Diario de las sombras

Deben de ser estas sombras un recurso de la noche para avisarme de algo que aún no alcanzo a entender. Son estas sombras de una naturaleza peculiar, pues no necesitan de luz para existir, casi al contrario, cuanto más densa la oscuridad es, más a gusto parecen sentirse, más densas y visibles se hacen. Son estáticas o móviles, me miran o me ignoran, son antropomorfas u ovaladas; a veces hasta me atacan. Silenciosas y volátiles, permanecen unos cuantos segundos después de interrumpir mi sueño y hacerme abrir los ojos; luego se marchan sin darse más importancia, se funden con la oscuridad de la noche, una oscuridad que se me antoja débil al contraste con sus pieles.

Hace algunas noches un torso en sombra, absoluto poseedor de esa oscuridad opaca, sobresalía del armario que hay frente a mí, un poco más allá de los pies de mi cama pero orientado en perpendicular a ella.

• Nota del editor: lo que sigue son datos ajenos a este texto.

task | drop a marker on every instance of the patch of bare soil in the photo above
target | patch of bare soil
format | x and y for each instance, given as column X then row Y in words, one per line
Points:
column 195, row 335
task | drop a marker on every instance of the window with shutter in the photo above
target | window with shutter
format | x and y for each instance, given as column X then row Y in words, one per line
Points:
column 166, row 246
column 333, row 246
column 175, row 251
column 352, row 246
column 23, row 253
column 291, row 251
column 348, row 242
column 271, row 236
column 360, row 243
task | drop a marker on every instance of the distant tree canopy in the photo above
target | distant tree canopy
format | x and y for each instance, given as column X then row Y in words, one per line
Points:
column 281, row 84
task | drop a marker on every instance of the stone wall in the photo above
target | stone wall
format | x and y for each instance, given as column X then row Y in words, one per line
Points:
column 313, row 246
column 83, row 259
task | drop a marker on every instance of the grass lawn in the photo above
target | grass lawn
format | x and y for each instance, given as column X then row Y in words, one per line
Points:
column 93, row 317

Tenía la cabeza girada hacia mí, o tal impresión me dio; estoy casi seguro de que me contemplaba en silencio, sin hacer un solo movimiento. Su busto era singular, más parecido a alguna figura propia de mitologías o leyendas, fornido y de cara angulosa, casi como una representación demoníaca que sin embargo no llegó a inquietarme tanto. Desapareció sin más.

Otra noche fueron dos o tres sombras humanoides las que correteaban al otro lado del marco de la puerta, también un poco más allá de los pies de mi cama y, por lo tanto, frente a mí. Era un correr silencioso, casi un levitar rápido que las hacía entrar y salir de mi campo de visión; también me daba la impresión de que se subían por los muebles de la habitación contigua, llegando a corretear por la mesa o el sillón, incluso a trepar cual salamandra por las paredes. Aquellas sombras me ignoraban pero actuaban para mí, aquel juego infantil no podía tener un propósito distinto al de llamar mi atención. Hasta que desaparecieron sin más.

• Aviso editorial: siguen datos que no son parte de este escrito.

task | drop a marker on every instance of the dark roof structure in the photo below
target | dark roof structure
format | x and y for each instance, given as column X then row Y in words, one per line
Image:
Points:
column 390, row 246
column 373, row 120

En la última de las noches que merece la pena mencionar aquí, aunque no con ello se cierre el historial de avistamientos, aparecieron flotando sobre mí unas cuatro o cinco sombras ovaladas no mucho más grandes que un puño. Mantenían una especie de formación de vuelo, siendo su vuelo lento y constante hasta que, al llegar a la altura de mi pecho, se precipitaban súbitamente contra mí, lo que me sobresaltaba hasta tal punto que de pronto me hallé incorporado en la cama y haciendo aspavientos con los brazos para espantar a la flota de sombras ovaladas. Aquellas, deducirán, no desaparecieron sin más: desaparecieron contra mí, impactándome en el pecho, en la cabeza o en la cama. Todavía no he advertido secuelas de su agresión, pero no descarto que las haya.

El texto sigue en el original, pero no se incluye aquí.